Les tragédies impliquant des piétons soulèvent l’indignation et suscitent dans chaque quartier des questionnements sains sur l’aménagement des lieux et les mesures de sécurité. Comme pour toutes les autres formes d’accidents, nous cherchons à en tirer des leçons afin d’éviter la reproduction de tristes événements.
Cependant, lorsque certains éléments plus radicaux du mouvement antiautomobiliste veulent faire une récupération politique de ces accidents, on dérive rapidement. Comme tous les mouvements radicaux, les antivoitures se nourrissent de slogans douteux.
L’une des affirmations maintes fois répétées, c’est que nos villes doivent être repensées parce qu’elles seraient conçues entièrement en fonction de l’automobile. On dénonce le « tout-à-l’auto » qui serait la base même de la structure des villes.
Politiciens et écologistes ne sont pas peu fiers de se montrer verts et futuristes en dénonçant haut et fort cette vision archaïque du « tout-à-l’auto ». Ce n’est pas parce qu’ils sont plusieurs à le répéter souvent que c’est vrai. Ce n’est pas parce qu’ils sont plusieurs à le répéter souvent que c’est brillant.
La réponse est non. Nos villes sont conçues pour permettre une cohabitation des moyens de transport.
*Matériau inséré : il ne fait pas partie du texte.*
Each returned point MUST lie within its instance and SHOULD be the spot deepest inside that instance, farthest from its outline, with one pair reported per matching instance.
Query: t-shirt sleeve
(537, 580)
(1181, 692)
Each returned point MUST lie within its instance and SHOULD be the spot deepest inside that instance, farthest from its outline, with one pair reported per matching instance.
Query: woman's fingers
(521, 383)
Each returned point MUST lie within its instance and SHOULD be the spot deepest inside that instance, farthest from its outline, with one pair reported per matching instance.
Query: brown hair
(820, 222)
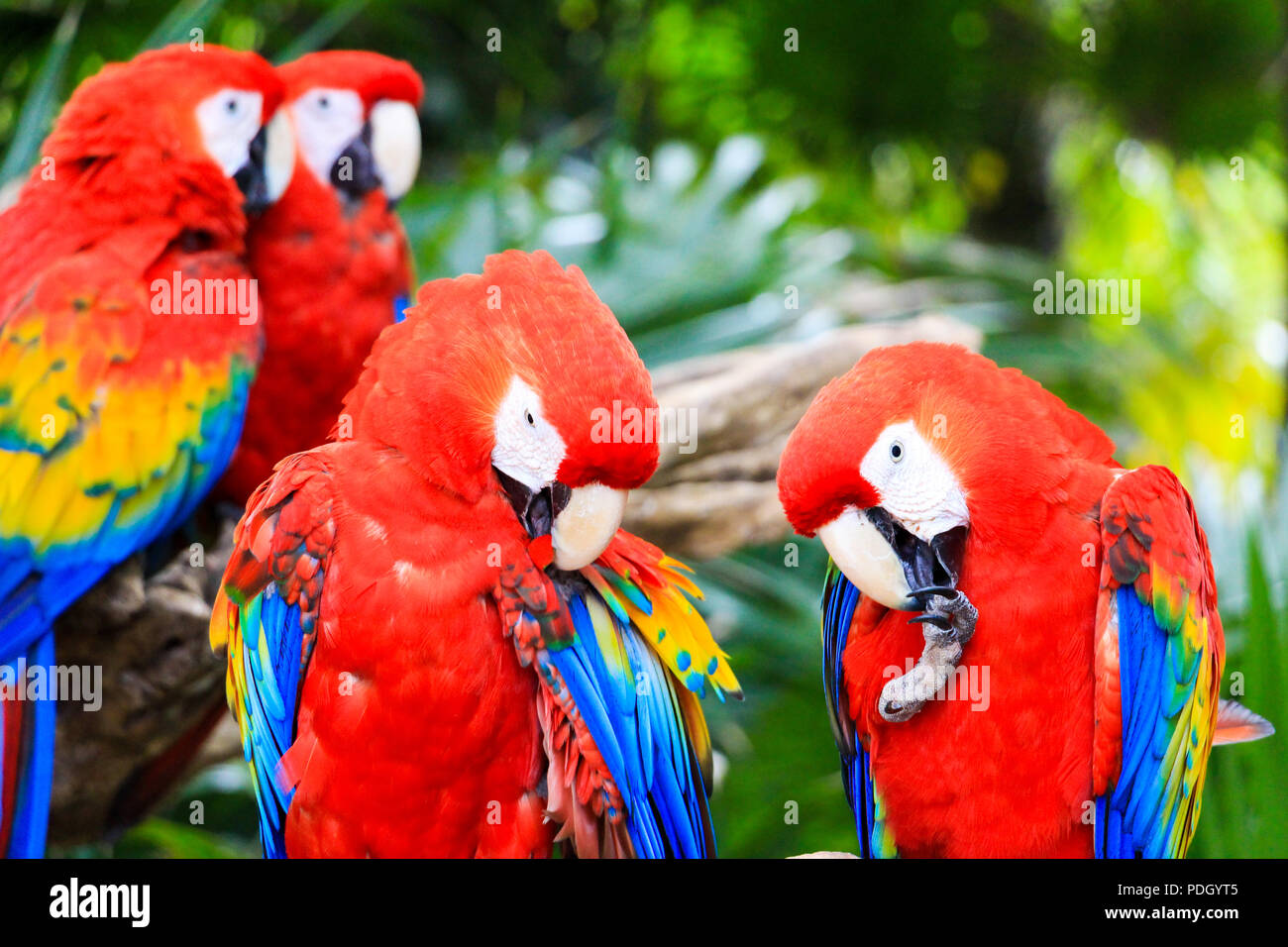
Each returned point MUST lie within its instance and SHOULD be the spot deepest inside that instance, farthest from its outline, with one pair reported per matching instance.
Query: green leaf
(42, 102)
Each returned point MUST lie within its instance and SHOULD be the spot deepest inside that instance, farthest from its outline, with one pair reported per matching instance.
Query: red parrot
(1059, 692)
(438, 641)
(128, 338)
(331, 258)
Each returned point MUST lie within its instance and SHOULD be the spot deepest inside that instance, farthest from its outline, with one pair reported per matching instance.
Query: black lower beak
(355, 171)
(931, 569)
(250, 178)
(536, 509)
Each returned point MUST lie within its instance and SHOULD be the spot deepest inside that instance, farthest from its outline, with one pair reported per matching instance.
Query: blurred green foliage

D’ailleurs, depuis 20 ans, les transformations ont surtout servi à aménager des pistes cyclables pour tenir compte de l’accroissement du nombre d’utilisateurs du vélo.
La signalisation, les feux de circulation, l’aménagement des voies et des trottoirs, tout a été pensé pour une cohabitation entre piétons, cyclistes, camions, transports collectifs et automobilistes.
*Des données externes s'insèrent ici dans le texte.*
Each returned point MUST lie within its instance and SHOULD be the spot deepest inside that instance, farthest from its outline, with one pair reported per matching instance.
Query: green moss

Certaines rues ou certaines intersections sont encore dangereuses ? Il faut alors les améliorer, mais il est faux d’affirmer que tout est pensé pour l’auto.
Dans le cas de Montréal, s’il fallait parler d’un moyen de transport qui a requis un effort au-dessus de tous les autres, il faudrait parler du métro. Des milliers de tonnes de terre transportées, assez pour en faire une île. Un Montréal souterrain fut créé pour donner aux Montréalais un transport collectif essentiel.
À l’époque où le cheval représentait le meilleur moyen de transport, les villes étaient conçues pour les calèches. En lieu et place des stationnements, on trouvait des poteaux pour attacher les chevaux et des abreuvoirs pour leur fournir de l’eau.
Il se trouve qu’en 2023, l’automobile est le moyen de transport individuel rapide et pratique du moment. Pour les marchandises, c’est le camion. Donc, les rues (qui sont dans bien des cas une version asphaltée des anciens chemins pour chevaux) servent à faire circuler les véhicules du moment. Tout simplement.
Même si l’on électrifie leur motricité, il faudra toujours une voie pour circuler.
On peut souhaiter améliorer l’offre de transport collectif pour réduire le nombre de véhicules. Mais dénoncer des villes « tout-à-l’auto », c’est dénoncer des gens qui vont au travail, à l’école ou à un rendez-vous médical, et qui utilisent la rue... en attendant la voiture volante.